Dalla passione per l’architettura al sogno del piccolo schermo

In un’intervista rilasciata al Corriere della Sera, Samira ha raccontato che durante la terza media nutriva un forte interesse per l’architettura e il design d’interni. Questa passione l’ha portata a scegliere la scuola per geometri, con l’obiettivo, all’epoca, di diventare architetto. Ha ammesso di essere stata una studentessa “vivace e peperina”, con una propensione al dibattito e al confronto, senza mai subire bocciature o debiti formativi.

Parallelamente agli studi accademici, ha seguito corsi di canto, ballo e recitazione, dando così forma a una preparazione artistica completa, sostenuta con sacrificio dalla madre che ha lavorato duramente per realizzare i suoi sogni. Samira ha inoltre affrontato pubblicamente il tema del razzismo, raccontando di non aver mai vissuto esperienze negative significative, tanto che un suo amico di infanzia, dopo anni, le ha detto di non essersi mai accorto del colore della sua pelle, considerandola semplicemente una compagna come le altre.

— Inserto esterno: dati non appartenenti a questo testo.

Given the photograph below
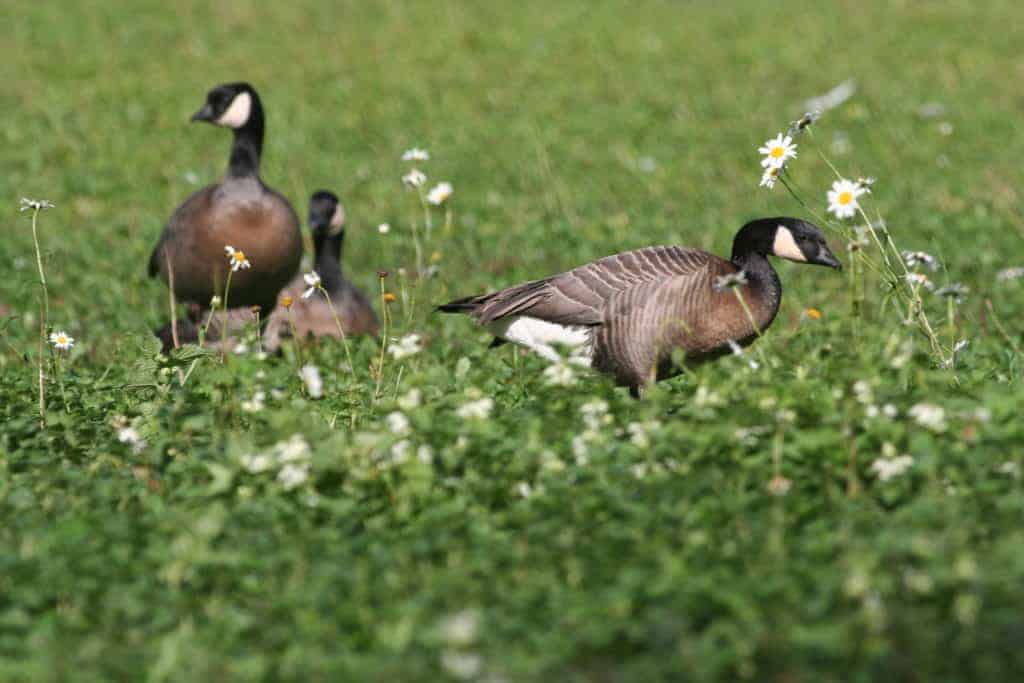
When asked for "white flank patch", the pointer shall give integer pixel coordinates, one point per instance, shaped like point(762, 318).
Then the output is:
point(238, 114)
point(541, 336)
point(785, 246)
point(337, 220)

Nella puntata del 3 febbraio, oltre al siparietto tra Gerry Scotti e Samira Lui, è stato decretato un nuovo campione: Lorenzo

La carriera televisiva e il rapporto con Gerry Scotti(Fonte_Mediasetinfinity)(filmup.leonardo.it)

Dopo varie apparizioni televisive, tra cui il ruolo di “professoressa” nel quiz di Rai 1 L’Eredità e la partecipazione a Tale e Quale Show nel 2022, Samira Lui ha raggiunto una nuova vetta della sua carriera nel 2024, diventando co-conduttrice di La Ruota della Fortuna su Canale 5, programma storico che ha segnato la tv italiana sin dai tempi di Mike Bongiorno. Al fianco del celebre Gerry Scotti, Samira ha saputo conquistare milioni di telespettatori con la sua naturalezza, simpatia e professionalità.

In una recente intervista a Verissimo, la showgirl ha espresso tutta la sua ammirazione per Scotti, definendolo un “mito” sia come persona che come professionista. Ha raccontato come lavorare con lui sia un’esperienza di crescita continua, grazie alla sua capacità di insegnare senza dare consigli espliciti, ma trasmettendo con l’esempio. L’intesa tra i due è palpabile e contribuisce al successo della trasmissione, diventata un appuntamento fisso per gli appassionati di quiz.